Increased government regulation could lead to more and more companies offering TAOs, or Tokenized Asset Offerings. Companies who are accustomed to complying with securities laws, such as private equity firm Muirfield Investment Partners, use TAOs to sell tokens to accredited investors. The tokens represent fractional ownership shares in assets, embracing the securities label and the SEC regulation that comes with it. Though they place a premium on regulatory compliance, Muirfield shares Maughan’s optimism in the “limitless” power of blockchain. Advisor Rik Willard stated:

“By ‘limitless’ we are saying that almost anything or process that requires authentication — which is most people, transactions, and things — can benefit from the immutable provenance and permissioned environments that a well-conceived blockchain application can provide.”

Scalability Concerns

Though most discussion of blockchain in Congress so far covers either its potential as a new technology or its dangers if left unregulated, some lawmakers have also acknowledged feasibility concerns. In the House’s early May hearing, Rep. Jerry McNerney tempered some participants’ enthusiasm for blockchain for international shipping applications by questioning the energy demand of a global blockchain system. He echoed many other environmentalists’ and tech innovators’ concerns over cryptocurrency’s environmental footprint.

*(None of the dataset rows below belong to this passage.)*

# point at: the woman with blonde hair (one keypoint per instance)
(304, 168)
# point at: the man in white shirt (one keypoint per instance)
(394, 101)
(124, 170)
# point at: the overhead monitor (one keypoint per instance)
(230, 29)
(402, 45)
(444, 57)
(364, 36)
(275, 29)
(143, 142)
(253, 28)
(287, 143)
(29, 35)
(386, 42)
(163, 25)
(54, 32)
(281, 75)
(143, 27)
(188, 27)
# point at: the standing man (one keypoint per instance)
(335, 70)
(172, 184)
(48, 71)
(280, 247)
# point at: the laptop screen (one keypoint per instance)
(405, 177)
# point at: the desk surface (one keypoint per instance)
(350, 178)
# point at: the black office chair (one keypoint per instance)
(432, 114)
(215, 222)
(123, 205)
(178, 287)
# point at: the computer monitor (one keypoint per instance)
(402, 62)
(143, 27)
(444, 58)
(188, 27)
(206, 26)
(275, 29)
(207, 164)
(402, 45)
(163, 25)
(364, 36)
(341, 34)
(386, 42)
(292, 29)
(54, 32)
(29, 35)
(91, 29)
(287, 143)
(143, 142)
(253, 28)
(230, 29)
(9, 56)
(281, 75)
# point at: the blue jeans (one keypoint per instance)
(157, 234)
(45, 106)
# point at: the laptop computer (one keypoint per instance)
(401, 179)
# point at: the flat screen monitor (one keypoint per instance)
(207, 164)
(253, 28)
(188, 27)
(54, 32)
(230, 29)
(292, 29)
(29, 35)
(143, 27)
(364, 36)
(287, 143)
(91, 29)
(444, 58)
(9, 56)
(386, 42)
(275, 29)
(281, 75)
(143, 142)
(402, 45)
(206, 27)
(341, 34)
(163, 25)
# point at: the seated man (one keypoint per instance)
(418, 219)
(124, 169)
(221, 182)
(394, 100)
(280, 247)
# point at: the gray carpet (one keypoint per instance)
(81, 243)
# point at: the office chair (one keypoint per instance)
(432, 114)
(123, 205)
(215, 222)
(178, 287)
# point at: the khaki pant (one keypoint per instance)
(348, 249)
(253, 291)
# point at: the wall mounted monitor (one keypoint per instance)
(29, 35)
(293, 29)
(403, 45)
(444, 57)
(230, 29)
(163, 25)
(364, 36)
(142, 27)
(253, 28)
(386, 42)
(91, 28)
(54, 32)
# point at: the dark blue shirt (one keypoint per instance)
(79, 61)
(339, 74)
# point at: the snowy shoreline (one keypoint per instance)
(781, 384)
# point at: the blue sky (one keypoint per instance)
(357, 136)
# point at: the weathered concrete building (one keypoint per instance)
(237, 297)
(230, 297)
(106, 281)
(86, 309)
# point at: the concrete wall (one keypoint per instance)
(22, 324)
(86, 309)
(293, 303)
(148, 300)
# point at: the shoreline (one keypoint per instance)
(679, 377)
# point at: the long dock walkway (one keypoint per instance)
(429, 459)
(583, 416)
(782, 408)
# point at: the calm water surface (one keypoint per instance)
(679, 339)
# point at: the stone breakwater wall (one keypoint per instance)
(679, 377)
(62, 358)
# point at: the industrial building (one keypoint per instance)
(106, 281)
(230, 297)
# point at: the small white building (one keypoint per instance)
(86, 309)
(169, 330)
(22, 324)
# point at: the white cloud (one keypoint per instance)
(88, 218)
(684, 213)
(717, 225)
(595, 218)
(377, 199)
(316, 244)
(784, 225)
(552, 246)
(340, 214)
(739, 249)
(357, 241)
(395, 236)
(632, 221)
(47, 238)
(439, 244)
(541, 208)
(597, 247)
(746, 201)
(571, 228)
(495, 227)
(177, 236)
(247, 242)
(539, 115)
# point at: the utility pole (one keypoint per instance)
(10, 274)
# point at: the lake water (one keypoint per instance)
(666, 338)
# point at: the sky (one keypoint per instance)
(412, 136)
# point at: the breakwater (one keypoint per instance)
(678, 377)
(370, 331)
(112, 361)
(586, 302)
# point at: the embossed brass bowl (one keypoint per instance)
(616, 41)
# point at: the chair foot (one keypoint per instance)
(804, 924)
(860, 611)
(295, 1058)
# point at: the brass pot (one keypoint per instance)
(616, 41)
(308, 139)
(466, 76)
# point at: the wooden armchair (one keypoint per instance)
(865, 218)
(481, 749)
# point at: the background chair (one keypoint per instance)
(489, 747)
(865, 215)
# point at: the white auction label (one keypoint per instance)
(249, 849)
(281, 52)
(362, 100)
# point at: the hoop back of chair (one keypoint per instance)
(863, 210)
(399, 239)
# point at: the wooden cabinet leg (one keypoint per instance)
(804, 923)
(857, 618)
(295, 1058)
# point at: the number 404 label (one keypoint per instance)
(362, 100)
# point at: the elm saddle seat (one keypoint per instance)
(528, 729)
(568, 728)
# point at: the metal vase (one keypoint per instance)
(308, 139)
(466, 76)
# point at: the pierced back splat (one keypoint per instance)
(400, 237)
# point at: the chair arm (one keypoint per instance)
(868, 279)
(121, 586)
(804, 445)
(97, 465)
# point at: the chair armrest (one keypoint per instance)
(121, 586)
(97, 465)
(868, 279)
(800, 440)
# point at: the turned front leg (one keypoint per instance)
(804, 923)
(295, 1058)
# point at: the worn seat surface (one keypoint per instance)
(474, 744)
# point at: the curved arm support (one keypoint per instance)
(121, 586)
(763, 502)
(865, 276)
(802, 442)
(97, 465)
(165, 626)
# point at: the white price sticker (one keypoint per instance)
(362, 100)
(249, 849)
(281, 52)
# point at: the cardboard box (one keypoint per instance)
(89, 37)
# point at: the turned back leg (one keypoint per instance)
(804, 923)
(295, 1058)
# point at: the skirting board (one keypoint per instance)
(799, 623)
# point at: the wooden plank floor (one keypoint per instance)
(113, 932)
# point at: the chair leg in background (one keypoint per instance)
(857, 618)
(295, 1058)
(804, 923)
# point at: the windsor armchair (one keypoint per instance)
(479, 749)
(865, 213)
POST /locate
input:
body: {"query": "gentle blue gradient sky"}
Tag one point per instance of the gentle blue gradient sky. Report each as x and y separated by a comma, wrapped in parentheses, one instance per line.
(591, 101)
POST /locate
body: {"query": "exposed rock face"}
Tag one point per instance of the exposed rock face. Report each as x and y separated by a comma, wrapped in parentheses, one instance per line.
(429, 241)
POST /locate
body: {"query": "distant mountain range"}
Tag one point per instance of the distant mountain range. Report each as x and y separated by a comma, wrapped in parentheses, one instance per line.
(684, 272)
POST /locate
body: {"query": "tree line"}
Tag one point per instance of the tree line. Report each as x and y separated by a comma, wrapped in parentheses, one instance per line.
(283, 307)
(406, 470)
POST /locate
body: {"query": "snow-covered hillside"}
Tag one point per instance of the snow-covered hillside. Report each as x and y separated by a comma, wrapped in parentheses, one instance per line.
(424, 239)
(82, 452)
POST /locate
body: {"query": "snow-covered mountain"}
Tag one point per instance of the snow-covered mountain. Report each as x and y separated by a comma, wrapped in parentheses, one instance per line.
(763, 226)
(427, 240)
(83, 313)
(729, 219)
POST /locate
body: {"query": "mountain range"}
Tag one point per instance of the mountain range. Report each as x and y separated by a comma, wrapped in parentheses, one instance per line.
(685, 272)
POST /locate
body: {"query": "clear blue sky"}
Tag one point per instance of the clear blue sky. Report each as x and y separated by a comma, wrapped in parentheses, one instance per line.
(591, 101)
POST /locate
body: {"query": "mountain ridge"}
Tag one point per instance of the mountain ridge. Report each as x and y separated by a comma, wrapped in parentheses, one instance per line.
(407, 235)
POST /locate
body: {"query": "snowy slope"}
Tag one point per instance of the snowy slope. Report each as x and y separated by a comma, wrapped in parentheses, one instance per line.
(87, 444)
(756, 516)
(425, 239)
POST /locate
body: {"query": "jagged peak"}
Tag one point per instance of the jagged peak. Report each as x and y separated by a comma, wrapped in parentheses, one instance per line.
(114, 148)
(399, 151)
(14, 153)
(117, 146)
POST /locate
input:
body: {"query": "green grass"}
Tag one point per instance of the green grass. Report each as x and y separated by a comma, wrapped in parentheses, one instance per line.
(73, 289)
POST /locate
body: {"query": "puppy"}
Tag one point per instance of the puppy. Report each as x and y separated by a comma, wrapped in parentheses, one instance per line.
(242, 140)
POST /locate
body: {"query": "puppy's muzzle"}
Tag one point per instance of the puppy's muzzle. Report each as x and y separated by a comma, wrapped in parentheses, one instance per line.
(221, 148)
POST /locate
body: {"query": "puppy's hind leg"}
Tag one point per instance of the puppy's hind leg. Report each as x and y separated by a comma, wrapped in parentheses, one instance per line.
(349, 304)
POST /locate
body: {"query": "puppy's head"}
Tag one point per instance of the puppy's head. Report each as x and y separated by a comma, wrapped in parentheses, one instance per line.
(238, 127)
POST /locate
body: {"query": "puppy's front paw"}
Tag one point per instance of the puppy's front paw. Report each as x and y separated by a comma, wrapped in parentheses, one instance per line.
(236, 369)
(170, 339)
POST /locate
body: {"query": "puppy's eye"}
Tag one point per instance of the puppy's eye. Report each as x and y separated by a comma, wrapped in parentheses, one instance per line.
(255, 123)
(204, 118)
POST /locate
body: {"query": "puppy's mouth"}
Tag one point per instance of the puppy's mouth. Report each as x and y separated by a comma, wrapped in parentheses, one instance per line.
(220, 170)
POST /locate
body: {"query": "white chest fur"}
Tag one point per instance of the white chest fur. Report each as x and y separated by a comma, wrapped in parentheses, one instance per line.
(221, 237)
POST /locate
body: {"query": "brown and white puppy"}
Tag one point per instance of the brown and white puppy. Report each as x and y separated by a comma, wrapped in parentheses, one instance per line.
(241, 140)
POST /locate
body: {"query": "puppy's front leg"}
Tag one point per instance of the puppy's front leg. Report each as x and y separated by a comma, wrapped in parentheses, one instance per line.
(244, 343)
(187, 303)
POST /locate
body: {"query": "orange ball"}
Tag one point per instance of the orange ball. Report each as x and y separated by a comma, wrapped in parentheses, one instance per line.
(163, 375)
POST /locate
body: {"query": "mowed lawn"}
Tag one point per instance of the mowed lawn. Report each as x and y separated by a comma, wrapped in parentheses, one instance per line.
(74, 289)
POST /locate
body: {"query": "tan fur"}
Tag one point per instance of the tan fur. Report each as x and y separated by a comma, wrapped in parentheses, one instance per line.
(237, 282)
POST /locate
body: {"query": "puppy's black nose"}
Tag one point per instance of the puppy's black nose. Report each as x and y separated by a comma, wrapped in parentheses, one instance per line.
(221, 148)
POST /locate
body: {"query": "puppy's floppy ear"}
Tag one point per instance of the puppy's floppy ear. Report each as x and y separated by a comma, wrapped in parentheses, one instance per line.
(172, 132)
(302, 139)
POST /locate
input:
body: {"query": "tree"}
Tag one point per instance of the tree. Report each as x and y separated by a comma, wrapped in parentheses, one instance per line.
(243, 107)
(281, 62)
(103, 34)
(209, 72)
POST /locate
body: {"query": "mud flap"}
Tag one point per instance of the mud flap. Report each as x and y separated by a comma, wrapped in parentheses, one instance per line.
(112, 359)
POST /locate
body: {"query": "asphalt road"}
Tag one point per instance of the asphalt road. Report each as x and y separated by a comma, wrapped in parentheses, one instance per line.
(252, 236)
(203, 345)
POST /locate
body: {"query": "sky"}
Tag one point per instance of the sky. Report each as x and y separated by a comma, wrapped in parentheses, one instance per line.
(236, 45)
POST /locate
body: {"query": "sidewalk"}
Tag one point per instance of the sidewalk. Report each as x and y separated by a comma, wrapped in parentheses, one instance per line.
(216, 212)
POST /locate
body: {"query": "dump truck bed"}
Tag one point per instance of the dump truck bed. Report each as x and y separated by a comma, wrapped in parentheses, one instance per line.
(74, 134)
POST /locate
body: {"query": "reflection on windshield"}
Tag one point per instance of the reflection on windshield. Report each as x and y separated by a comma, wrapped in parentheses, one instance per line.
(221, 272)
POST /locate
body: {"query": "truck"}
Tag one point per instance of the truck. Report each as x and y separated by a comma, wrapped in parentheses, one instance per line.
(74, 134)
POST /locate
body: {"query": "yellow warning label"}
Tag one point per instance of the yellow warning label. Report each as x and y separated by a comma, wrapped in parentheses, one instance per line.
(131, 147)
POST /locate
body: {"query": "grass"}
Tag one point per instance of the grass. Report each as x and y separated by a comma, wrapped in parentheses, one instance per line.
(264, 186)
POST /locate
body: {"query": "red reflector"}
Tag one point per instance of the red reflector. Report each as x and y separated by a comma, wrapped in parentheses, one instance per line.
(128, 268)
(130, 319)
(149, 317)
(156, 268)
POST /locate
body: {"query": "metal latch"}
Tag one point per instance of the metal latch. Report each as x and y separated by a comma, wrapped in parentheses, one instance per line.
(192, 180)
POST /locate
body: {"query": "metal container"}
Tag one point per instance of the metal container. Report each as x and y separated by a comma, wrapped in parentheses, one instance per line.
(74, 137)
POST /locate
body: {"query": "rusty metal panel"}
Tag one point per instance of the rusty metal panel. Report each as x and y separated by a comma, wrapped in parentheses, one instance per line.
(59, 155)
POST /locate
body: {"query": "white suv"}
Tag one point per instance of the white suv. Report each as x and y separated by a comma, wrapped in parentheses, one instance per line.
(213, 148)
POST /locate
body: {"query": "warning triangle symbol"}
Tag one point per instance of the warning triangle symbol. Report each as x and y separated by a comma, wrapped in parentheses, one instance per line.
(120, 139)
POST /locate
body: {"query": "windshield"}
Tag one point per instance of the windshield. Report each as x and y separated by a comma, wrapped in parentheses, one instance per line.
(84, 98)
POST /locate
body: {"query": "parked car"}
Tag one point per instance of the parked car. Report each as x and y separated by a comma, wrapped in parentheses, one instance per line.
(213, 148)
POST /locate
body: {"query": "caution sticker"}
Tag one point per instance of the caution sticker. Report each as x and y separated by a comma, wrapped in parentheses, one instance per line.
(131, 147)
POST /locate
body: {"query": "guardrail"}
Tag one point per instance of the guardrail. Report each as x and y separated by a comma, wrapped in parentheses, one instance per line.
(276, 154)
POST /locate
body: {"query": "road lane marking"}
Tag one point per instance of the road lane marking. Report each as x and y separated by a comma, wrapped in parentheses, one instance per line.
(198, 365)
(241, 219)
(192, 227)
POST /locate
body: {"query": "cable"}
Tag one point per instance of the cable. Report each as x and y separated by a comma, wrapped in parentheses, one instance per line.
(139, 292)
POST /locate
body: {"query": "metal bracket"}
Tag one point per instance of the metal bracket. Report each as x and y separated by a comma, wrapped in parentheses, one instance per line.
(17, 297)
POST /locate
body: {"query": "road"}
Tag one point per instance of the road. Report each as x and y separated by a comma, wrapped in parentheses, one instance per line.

The 2018 Joint Economic Report pointed to scalability issues in the Bitcoin and Ethereum network as a significant difference between “true currencies” and cryptocurrencies, observing that transactions can be so slow and expensive that they’re infeasible for everyday transactions.

The report also stated that “If Bitcoin or other digital currencies can improve their underlying protocols or find off- chain solutions, they could speed up processing time and reduce transaction fees.”

Many blockchain companies are making significant strides in enhancing blockchain’s scalabilities. Dispatch Lab’s new protocol which use on-chain ledgers to manage access to off-chain data artifacts, significantly reducing the required computing power of processing transactions. Dispatch also expressed appreciation of Maughan’s “limitless” comments, observing that improved scalability could unlock the potential Maughan and others lauded. CEO Matt McGraw stated:

“The applications to blockchain are almost limitless – in supply chain, yes, but also in AML use cases, in financial applications, in intelligence. Wherever the provenance of data is important – and where ISN’T it? – Blockchain is a good solution.”

It’s too early to say what actions Congress will take on blockchain. Some degree of revelation seems inevitable, but many government members also recognize blockchain’s transformative potential. Blockchain companies will have to stay attuned to government attitudes to pivot and survive under new rules and regulations.